Paru dans le N°244 - 25 janvier 2018
Juridictions

Par une décision du 11 janvier 2018, le Conseil constitutionnel se prononce sur la conformité aux droits et libertés que la Constitution garantit des dispositions du 2° de l'article 5 de la loi n° 55-385 du 3 avril 1955 relative à l'état d'urgence(1), dans sa rédaction antérieure à la loi n° 2017-1154 du 11 juillet 2017 prorogeant l'application de la loi n° 55-385 du 3 avril 1955 relative à l'état d'urgence(2).

Les dispositions contestées donnent au préfet, lorsque l'état d'urgence est déclaré et uniquement pour des lieux situés dans la zone qu'il couvre, le pouvoir « d'instituer, par arrêté, des zones de protection ou de sécurité où le séjour des personnes est réglementé ».

Les associations requérantes soutenaient que ces dispositions méconnaissaient notamment la liberté d’aller et de venir, le droit au respect de la vie privé, le droit de mener une vie familiale normale, le droit de propriété et la liberté d’entreprendre.
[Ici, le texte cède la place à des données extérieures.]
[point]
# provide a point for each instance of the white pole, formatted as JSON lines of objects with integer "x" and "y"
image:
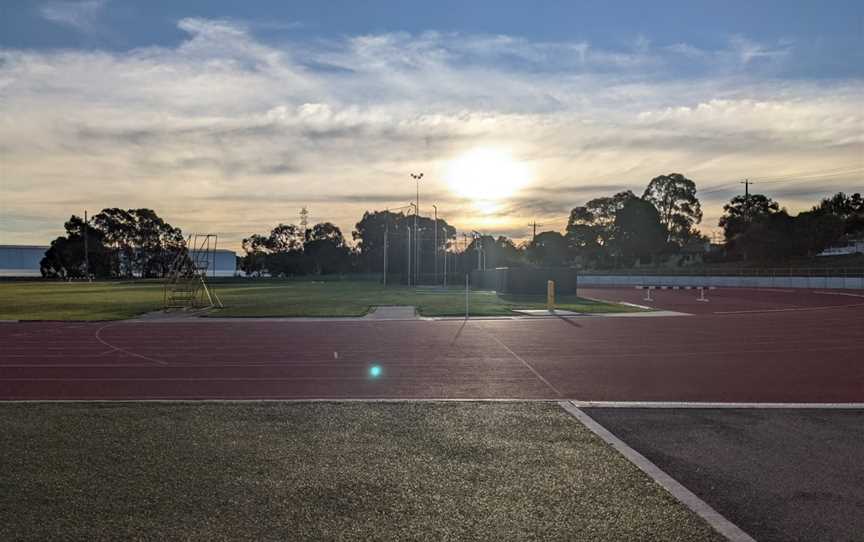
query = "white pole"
{"x": 435, "y": 259}
{"x": 445, "y": 264}
{"x": 86, "y": 249}
{"x": 386, "y": 230}
{"x": 466, "y": 296}
{"x": 409, "y": 255}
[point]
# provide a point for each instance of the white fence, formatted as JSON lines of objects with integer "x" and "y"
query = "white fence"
{"x": 723, "y": 281}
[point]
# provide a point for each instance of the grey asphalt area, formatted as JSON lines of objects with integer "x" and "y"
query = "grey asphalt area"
{"x": 783, "y": 475}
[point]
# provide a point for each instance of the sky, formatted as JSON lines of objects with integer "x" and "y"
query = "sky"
{"x": 228, "y": 117}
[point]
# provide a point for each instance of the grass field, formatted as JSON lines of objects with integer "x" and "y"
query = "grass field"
{"x": 322, "y": 471}
{"x": 118, "y": 300}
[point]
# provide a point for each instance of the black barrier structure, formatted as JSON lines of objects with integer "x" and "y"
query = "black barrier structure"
{"x": 525, "y": 280}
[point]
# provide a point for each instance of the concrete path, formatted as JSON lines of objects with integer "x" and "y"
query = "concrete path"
{"x": 781, "y": 475}
{"x": 392, "y": 312}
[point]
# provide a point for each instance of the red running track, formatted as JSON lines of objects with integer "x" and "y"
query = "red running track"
{"x": 741, "y": 346}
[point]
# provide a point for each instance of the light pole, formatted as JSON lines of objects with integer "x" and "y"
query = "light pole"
{"x": 386, "y": 231}
{"x": 417, "y": 177}
{"x": 409, "y": 244}
{"x": 435, "y": 272}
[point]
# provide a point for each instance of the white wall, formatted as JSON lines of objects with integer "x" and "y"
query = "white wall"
{"x": 21, "y": 260}
{"x": 729, "y": 282}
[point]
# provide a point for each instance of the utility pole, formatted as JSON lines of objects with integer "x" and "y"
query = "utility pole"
{"x": 435, "y": 272}
{"x": 304, "y": 220}
{"x": 86, "y": 249}
{"x": 535, "y": 224}
{"x": 747, "y": 183}
{"x": 408, "y": 252}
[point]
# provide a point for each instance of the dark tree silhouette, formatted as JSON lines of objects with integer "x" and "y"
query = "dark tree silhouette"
{"x": 674, "y": 196}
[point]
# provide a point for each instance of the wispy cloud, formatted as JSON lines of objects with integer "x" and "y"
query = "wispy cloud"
{"x": 231, "y": 133}
{"x": 81, "y": 16}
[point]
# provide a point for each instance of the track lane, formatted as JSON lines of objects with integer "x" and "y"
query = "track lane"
{"x": 795, "y": 356}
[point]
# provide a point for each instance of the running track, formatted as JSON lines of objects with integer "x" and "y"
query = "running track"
{"x": 745, "y": 345}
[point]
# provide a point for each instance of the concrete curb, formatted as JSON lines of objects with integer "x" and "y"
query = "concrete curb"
{"x": 689, "y": 499}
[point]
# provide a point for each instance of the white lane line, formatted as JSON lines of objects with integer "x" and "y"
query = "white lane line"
{"x": 317, "y": 399}
{"x": 839, "y": 293}
{"x": 526, "y": 364}
{"x": 684, "y": 495}
{"x": 791, "y": 309}
{"x": 697, "y": 404}
{"x": 118, "y": 349}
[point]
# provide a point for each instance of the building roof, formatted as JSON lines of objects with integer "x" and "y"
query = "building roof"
{"x": 41, "y": 247}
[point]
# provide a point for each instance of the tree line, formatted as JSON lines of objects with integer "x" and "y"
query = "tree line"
{"x": 616, "y": 231}
{"x": 119, "y": 243}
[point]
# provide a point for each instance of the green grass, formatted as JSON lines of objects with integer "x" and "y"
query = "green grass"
{"x": 322, "y": 471}
{"x": 265, "y": 298}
Le Conseil constitutionnel juge que ces dispositions n’assurent pas « une conciliation équilibrée entre, d'une part, l'objectif de valeur constitutionnelle de sauvegarde de l'ordre public et, d'autre part, la liberté d'aller et de venir ». Il estime en effet que la création d’une zone de protection ou de sécurité n’est soumise à aucune autre condition que celles relatives à la déclaration de l’état d’urgence - péril imminent résultant d'atteintes graves à l'ordre public, soit en cas d'événements présentant, par leur nature et leur gravité, le caractère de calamité publique(3) – et que le législateur « n'a pas défini la nature des mesures susceptibles d'être prises par le préfet pour réglementer le séjour des personnes à l'intérieur d'une telle zone et n'a encadré leur mise en œuvre d'aucune garantie ».

Les dispositions contestées sont donc déclarées contraires à la Constitution.